Indeed, just a couple of months ago Disney extended its deal with Sky to secure first-run rights to Disney’s films for a duration described as “multi-year”. The agreement sees Sky hold the exclusive pay TV rights to the films for up to 18 months, though the exact length varies by title. The Disney deal is one of six first-run deals has with the major Hollywood studios – Sony, Twentieth Century Fox, Paramount, NBCUniversal and Warner Bros – and has given rise to the now two-year-old Sky Movies Disney channel. It also, perhaps ironically, makes available Disney films via Sky Movies to eligible paying customers of Sky’s closest pay TV competitors – Virgin Media, BT and TalkTak – due to the nature of the wholesale agreements Sky has in place with these platforms. Iger indicated in his recent fourth-quarter that the launch of DisneyLife should in no way throw into doubt Disney’s commitment to carriage as part of pay TV – “multichannel is still a huge driver of value,” he commented – but it could very well be a Gordian Knot in the service’s formative months in the UK.

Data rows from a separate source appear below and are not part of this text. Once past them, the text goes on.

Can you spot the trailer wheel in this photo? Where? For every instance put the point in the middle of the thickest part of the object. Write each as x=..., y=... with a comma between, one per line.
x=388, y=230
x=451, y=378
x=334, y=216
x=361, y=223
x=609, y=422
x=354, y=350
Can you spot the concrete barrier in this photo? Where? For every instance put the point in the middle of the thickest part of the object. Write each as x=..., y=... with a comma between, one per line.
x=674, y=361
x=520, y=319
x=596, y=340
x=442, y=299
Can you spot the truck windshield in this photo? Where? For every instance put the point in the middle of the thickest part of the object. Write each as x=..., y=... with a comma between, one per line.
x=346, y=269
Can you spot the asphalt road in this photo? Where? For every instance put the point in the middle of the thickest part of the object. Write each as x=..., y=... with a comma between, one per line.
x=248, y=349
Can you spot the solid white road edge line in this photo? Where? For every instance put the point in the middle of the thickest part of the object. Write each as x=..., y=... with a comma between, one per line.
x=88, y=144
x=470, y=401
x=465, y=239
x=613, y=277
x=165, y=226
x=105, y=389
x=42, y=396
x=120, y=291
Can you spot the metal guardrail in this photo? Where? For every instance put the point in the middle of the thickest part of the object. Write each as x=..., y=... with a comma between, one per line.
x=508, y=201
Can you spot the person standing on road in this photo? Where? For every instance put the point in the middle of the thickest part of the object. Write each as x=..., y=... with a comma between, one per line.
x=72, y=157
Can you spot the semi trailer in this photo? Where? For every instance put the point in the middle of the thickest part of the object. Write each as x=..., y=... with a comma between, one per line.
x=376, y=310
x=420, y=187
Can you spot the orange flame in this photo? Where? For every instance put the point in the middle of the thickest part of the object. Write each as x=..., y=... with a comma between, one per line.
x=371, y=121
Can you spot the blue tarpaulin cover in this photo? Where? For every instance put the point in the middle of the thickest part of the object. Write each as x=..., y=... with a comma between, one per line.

More widely, pay TV “ownership” in the UK remains “sticky”: our latest Mediabug data indicates that SVOD’s impact on pay TV subscriptions in the UK has been extremely limited. Disney appears to have launched an SVOD service for a market that is racing to “cord shave” or “cord cut”, with the dynamics in the UK market stubbornly refusing to move in either direction. This isn’t to argue that a product as internationally scalable as DisneyLife won’t succeed: each market is different, each market’s balance of free to pay TV is different, each market’s propensity to adopt SVOD is different, and of course the penetration of the typical connected devices on which DisneyLife will be made available varies from market to market. It’s more to argue that Disney have chosen a particularly difficult market for DisneyLife to begins its journey. And that’s without taking into account that many of the devices on which DisneyLife has been made available – mobiles, tablets, streaming devices – are ones on which Disney has traditionally had an electronic sell-through (EST) presence, via third-party services such as iTunes and Google Play. How this all plays out will be fascinating to watch.
Disney is leveraging the strength of the favourable, but not quite unique, circumstances in which it finds itself: the ability to “package” output from across its formidable television channel and studio arms – a strong roster of original and commissioned content amidst a backdrop of the richest of rich back catalogues. And that’s not mentioning its Disney Music Group. Very few broadcasters, indeed non-broadcasters, can boast of such a position. Turner Broadcasting and its channels, allied with its sister Warner Bros? NBC Universal, fusing together its television channels, Universal Studios, and whatever is left of Universal Music Group post-Vivendi acquisition? Sony, linking its Sony Pictures Entertainment and Sony Music Entertainment arms?
As 2016 fast approaches, DisneyLife has set a course that broadcasters, both in the UK and internationally, will seek – with varying degrees of success – to follow. In many ways, its arrival into the UK market raises more questions than it provides answers. It’s the kind of theatre that keeps us commentators coming back for more, and – you could argue, to return to where we started – could hold in store a potential plot twist or two that has historically been the stuff of Disney scriptwriters.